There is a huge amount of mid-level publishers we’d like to do business with. Fifty percent of any U.S. publisher’s audience is from outside the United States, which means fifty percent of it is hard for publishers to monetize. It’s the U.K., Australia, Scandinavia, Spain, Latin America.

A lot of publishers have problems with monetizing that traffic because it’s hard to sell to advertisers in the United States. We take care of that. We can monetize globally.

You just made a deal with the Washington Post. Is that what you are doing for them?
That is more specific. They have a great name in Europe. We take their content and can translate it into Italian, German and Polish so the brand connects to local brands and national brands in Europe.

So if I were in Florence…
You would go to one of the Italian newspapers and it would run Washington Post videos on their websites.

Only for video?
All the videos on WashingtonPost.com, fifty percent of the viewers come from outside the United States. People want to watch from Brazil, but U.S. brands are not interested. Brazilian brands are. We can take that IP, and make sure the Washington Post viewers get commercials from their country.

And you share the money?
We offer subscription models, so you can buy our videos. There are deals where publishers want to share revenue for the videos they sell.

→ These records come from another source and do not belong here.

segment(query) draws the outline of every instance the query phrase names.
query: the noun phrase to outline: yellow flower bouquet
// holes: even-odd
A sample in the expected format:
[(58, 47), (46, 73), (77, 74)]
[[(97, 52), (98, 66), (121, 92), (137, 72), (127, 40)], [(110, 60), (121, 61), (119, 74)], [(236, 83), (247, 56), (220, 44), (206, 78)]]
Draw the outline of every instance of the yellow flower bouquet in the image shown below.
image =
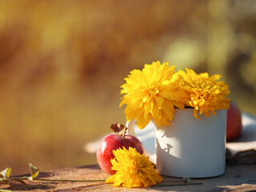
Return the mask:
[(194, 116), (199, 118), (198, 114), (209, 117), (210, 112), (215, 115), (215, 110), (230, 107), (230, 90), (218, 81), (221, 75), (174, 70), (167, 62), (156, 62), (130, 72), (121, 86), (124, 96), (120, 107), (126, 105), (127, 121), (136, 119), (143, 129), (151, 119), (158, 126), (170, 125), (177, 108), (192, 107)]

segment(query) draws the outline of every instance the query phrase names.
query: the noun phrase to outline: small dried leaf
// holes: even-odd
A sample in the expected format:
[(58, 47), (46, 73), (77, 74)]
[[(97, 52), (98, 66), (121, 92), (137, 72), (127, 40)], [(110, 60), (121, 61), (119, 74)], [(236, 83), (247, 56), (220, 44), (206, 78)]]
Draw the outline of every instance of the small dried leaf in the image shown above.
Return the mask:
[[(8, 178), (10, 175), (12, 169), (10, 167), (7, 167), (6, 169), (5, 169), (4, 170), (0, 172), (0, 176), (6, 178)], [(3, 180), (3, 179), (1, 179)]]
[(127, 130), (127, 128), (124, 125), (122, 125), (120, 123), (112, 124), (110, 126), (110, 129), (112, 129), (116, 134), (118, 134), (120, 136), (124, 136)]
[(39, 174), (39, 169), (34, 166), (33, 166), (31, 163), (29, 163), (30, 168), (30, 174), (31, 177), (27, 177), (27, 179), (33, 180)]

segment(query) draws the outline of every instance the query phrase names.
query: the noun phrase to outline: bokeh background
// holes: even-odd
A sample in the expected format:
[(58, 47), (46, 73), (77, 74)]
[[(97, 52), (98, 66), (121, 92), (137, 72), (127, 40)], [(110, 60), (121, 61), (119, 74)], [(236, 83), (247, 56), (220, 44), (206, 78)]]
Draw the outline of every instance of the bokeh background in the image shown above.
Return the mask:
[(168, 62), (220, 74), (256, 114), (256, 1), (0, 0), (0, 169), (96, 163), (86, 143), (125, 123), (120, 86)]

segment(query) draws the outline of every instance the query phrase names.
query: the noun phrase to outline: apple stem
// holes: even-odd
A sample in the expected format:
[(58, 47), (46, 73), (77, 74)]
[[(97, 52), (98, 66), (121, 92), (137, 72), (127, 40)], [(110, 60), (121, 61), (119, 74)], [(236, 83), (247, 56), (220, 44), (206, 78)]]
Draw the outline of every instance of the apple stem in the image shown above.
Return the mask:
[(123, 137), (123, 138), (125, 138), (126, 137), (126, 130), (127, 130), (127, 127), (126, 126), (125, 126), (125, 130), (123, 131), (123, 133), (122, 133), (122, 137)]

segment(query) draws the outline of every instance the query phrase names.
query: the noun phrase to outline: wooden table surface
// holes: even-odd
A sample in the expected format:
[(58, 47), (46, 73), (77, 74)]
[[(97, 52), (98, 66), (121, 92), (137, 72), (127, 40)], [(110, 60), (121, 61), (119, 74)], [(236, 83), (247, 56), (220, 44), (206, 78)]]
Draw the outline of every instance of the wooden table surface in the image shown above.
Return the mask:
[[(29, 174), (28, 174), (29, 175)], [(65, 168), (60, 170), (40, 172), (38, 178), (60, 179), (106, 179), (108, 174), (103, 173), (98, 165), (80, 167)], [(164, 180), (179, 180), (169, 177), (163, 177)], [(42, 182), (26, 181), (27, 186), (16, 181), (10, 184), (1, 183), (1, 190), (13, 191), (256, 191), (256, 164), (228, 165), (225, 174), (222, 176), (203, 179), (191, 179), (190, 183), (202, 182), (200, 185), (173, 186), (150, 186), (143, 188), (114, 187), (104, 182)], [(181, 182), (169, 182), (178, 184)], [(162, 185), (163, 185), (162, 183)], [(165, 183), (166, 184), (166, 183)]]

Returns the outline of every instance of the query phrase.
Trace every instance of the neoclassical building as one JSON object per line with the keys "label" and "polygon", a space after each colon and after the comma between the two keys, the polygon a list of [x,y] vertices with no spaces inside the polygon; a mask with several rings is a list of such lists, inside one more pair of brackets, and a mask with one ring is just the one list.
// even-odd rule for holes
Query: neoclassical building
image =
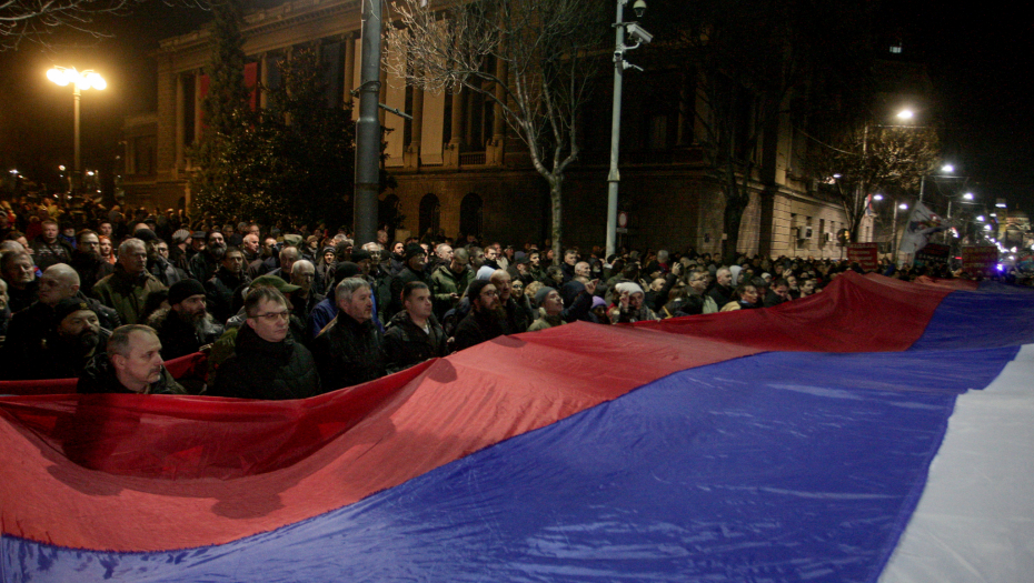
{"label": "neoclassical building", "polygon": [[[245,77],[250,87],[278,82],[278,63],[298,47],[318,47],[327,63],[328,103],[346,107],[359,84],[359,0],[297,0],[246,16]],[[208,88],[209,28],[167,39],[158,50],[158,104],[152,115],[127,119],[128,201],[162,208],[189,203],[190,144],[201,133],[200,103]],[[390,50],[390,48],[386,48]],[[677,83],[694,99],[696,79],[647,71],[656,84]],[[610,94],[605,79],[581,124],[583,155],[565,181],[565,244],[605,241]],[[387,170],[398,187],[382,194],[380,221],[397,213],[398,229],[447,235],[476,233],[515,244],[548,237],[548,189],[499,111],[469,91],[430,93],[381,73],[381,102],[412,115],[381,111]],[[702,130],[683,114],[693,108],[659,104],[644,83],[626,81],[622,128],[620,208],[628,213],[619,242],[716,252],[722,245],[720,184],[708,178]],[[252,107],[265,105],[255,91]],[[703,107],[696,103],[695,107]],[[748,253],[839,258],[835,234],[846,227],[838,202],[822,198],[802,172],[805,138],[788,119],[766,129],[739,249]],[[863,240],[871,240],[871,222]]]}

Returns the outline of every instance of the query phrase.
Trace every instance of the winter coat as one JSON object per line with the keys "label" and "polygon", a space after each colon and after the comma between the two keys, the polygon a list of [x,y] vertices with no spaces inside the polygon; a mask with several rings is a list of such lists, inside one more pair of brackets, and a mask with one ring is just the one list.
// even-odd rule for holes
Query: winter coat
{"label": "winter coat", "polygon": [[434,315],[428,319],[427,326],[428,331],[425,332],[405,310],[388,322],[384,344],[388,374],[446,355],[448,336],[445,330]]}
{"label": "winter coat", "polygon": [[503,323],[495,312],[479,312],[470,310],[456,326],[456,350],[487,342],[504,333]]}
{"label": "winter coat", "polygon": [[456,305],[451,294],[455,293],[457,298],[463,296],[471,281],[474,281],[474,272],[467,268],[464,268],[458,275],[447,264],[436,269],[429,282],[435,301],[435,315],[439,319],[444,318],[445,313]]}
{"label": "winter coat", "polygon": [[[121,325],[115,310],[101,305],[97,300],[86,298],[81,292],[77,292],[76,298],[90,304],[101,328],[113,330]],[[13,314],[8,324],[7,340],[3,343],[2,358],[0,358],[3,376],[6,379],[58,379],[58,376],[46,374],[39,376],[31,370],[36,365],[28,364],[39,361],[44,351],[46,339],[53,329],[53,308],[40,301]]]}
{"label": "winter coat", "polygon": [[146,271],[140,275],[130,275],[122,265],[116,265],[115,273],[93,285],[93,296],[118,312],[123,324],[137,324],[140,323],[148,294],[163,289],[166,287]]}
{"label": "winter coat", "polygon": [[148,260],[147,271],[151,275],[158,278],[158,281],[160,281],[161,284],[166,288],[171,288],[173,283],[187,279],[186,272],[180,271],[176,265],[173,265],[163,257]]}
{"label": "winter coat", "polygon": [[316,360],[288,334],[282,342],[262,340],[247,323],[237,332],[233,355],[226,360],[208,391],[239,399],[306,399],[321,392]]}
{"label": "winter coat", "polygon": [[385,315],[389,320],[395,314],[402,311],[402,288],[405,288],[407,283],[414,281],[427,283],[427,287],[430,288],[430,282],[424,279],[424,273],[417,273],[409,269],[408,265],[404,268],[398,275],[391,279],[391,296],[385,311]]}
{"label": "winter coat", "polygon": [[43,235],[39,235],[29,243],[32,249],[32,260],[40,271],[47,271],[47,268],[54,263],[72,262],[72,248],[60,238],[53,243],[43,241]]}
{"label": "winter coat", "polygon": [[93,291],[98,281],[115,272],[115,265],[92,253],[76,253],[71,265],[79,274],[79,290],[87,294]]}
{"label": "winter coat", "polygon": [[336,391],[384,376],[384,336],[372,320],[359,323],[345,312],[312,341],[324,386]]}
{"label": "winter coat", "polygon": [[241,285],[248,285],[251,280],[247,273],[238,277],[225,268],[219,268],[212,278],[205,282],[208,311],[218,322],[226,322],[233,315],[233,292]]}

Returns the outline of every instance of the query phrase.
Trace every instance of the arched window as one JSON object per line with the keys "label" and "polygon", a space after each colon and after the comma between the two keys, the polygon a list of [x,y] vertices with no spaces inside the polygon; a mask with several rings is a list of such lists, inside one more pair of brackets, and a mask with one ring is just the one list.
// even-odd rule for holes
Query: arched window
{"label": "arched window", "polygon": [[475,193],[464,197],[459,203],[459,232],[481,237],[481,198]]}
{"label": "arched window", "polygon": [[438,202],[438,197],[434,194],[425,194],[420,199],[420,232],[416,233],[417,237],[424,237],[427,234],[427,231],[430,230],[433,234],[438,234],[438,218],[441,213],[441,204]]}

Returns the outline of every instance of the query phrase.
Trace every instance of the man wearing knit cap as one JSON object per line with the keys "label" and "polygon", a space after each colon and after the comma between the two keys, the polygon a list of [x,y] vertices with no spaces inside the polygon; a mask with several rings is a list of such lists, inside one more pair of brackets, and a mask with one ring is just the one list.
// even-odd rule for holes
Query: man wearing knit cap
{"label": "man wearing knit cap", "polygon": [[[427,258],[424,248],[416,243],[409,244],[406,248],[405,258],[405,267],[391,280],[391,298],[389,299],[388,308],[385,312],[385,316],[389,319],[402,310],[402,288],[405,288],[407,283],[411,281],[430,283],[424,278],[424,263]],[[428,285],[428,288],[429,287],[430,285]]]}
{"label": "man wearing knit cap", "polygon": [[97,352],[105,350],[109,331],[100,326],[92,306],[81,298],[66,298],[53,308],[44,342],[18,363],[21,379],[73,379]]}
{"label": "man wearing knit cap", "polygon": [[161,257],[158,247],[162,243],[161,239],[150,229],[137,229],[132,234],[136,239],[143,241],[147,245],[147,272],[162,285],[169,287],[173,283],[187,279],[187,274],[176,269],[171,261]]}
{"label": "man wearing knit cap", "polygon": [[583,289],[575,295],[571,305],[566,309],[564,308],[564,298],[554,288],[541,288],[535,292],[535,303],[546,312],[546,315],[533,322],[528,328],[528,332],[545,330],[575,320],[588,320],[597,283],[599,283],[598,280],[591,280],[584,285],[579,283]]}
{"label": "man wearing knit cap", "polygon": [[470,313],[456,325],[456,350],[487,342],[504,333],[503,322],[496,314],[499,292],[488,280],[474,280],[467,287]]}
{"label": "man wearing knit cap", "polygon": [[642,322],[644,320],[659,320],[649,306],[643,303],[646,296],[638,283],[626,281],[615,287],[618,294],[617,323]]}
{"label": "man wearing knit cap", "polygon": [[206,309],[205,285],[183,280],[169,288],[169,306],[158,310],[148,320],[158,332],[166,360],[199,352],[222,334],[222,326]]}

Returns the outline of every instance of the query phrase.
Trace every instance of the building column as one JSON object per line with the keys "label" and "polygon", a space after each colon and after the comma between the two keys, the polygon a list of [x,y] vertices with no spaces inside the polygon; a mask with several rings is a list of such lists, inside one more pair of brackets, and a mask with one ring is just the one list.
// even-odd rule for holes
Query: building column
{"label": "building column", "polygon": [[506,153],[504,144],[506,143],[506,120],[503,117],[501,101],[506,100],[506,61],[496,59],[496,79],[499,83],[495,87],[496,101],[491,104],[491,139],[485,147],[485,163],[488,165],[503,165],[503,155]]}
{"label": "building column", "polygon": [[420,168],[420,142],[424,140],[424,90],[412,88],[412,120],[409,121],[409,143],[402,154],[407,169]]}
{"label": "building column", "polygon": [[183,93],[183,76],[176,76],[176,163],[172,165],[172,175],[176,177],[183,168],[183,150],[187,144],[183,143],[186,132],[183,131],[183,115],[186,114],[183,101],[187,96]]}
{"label": "building column", "polygon": [[201,123],[201,115],[205,110],[202,105],[203,99],[201,97],[201,71],[195,71],[193,73],[193,139],[195,141],[201,139],[201,132],[203,131]]}
{"label": "building column", "polygon": [[459,152],[464,147],[464,119],[466,118],[466,102],[463,89],[453,93],[453,120],[451,135],[449,143],[445,144],[441,164],[447,167],[459,167]]}
{"label": "building column", "polygon": [[352,102],[351,90],[356,88],[356,33],[345,34],[345,81],[341,83],[345,90],[345,101],[348,104]]}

The tier below that says we don’t have a way to monetize. We monetize the traffic and share the revenue. They get our player. That’s what we’re looking for.

So you put up almost nothing, and it’s all upside.
Yeah, okay. [Laughs] That’s also true.

It’s a publishing product. The main thing is if we can monetize our network, there are more publishers in our network. The more money we can make, the more money publishing can make. We monetize the publisher and we simply make more money.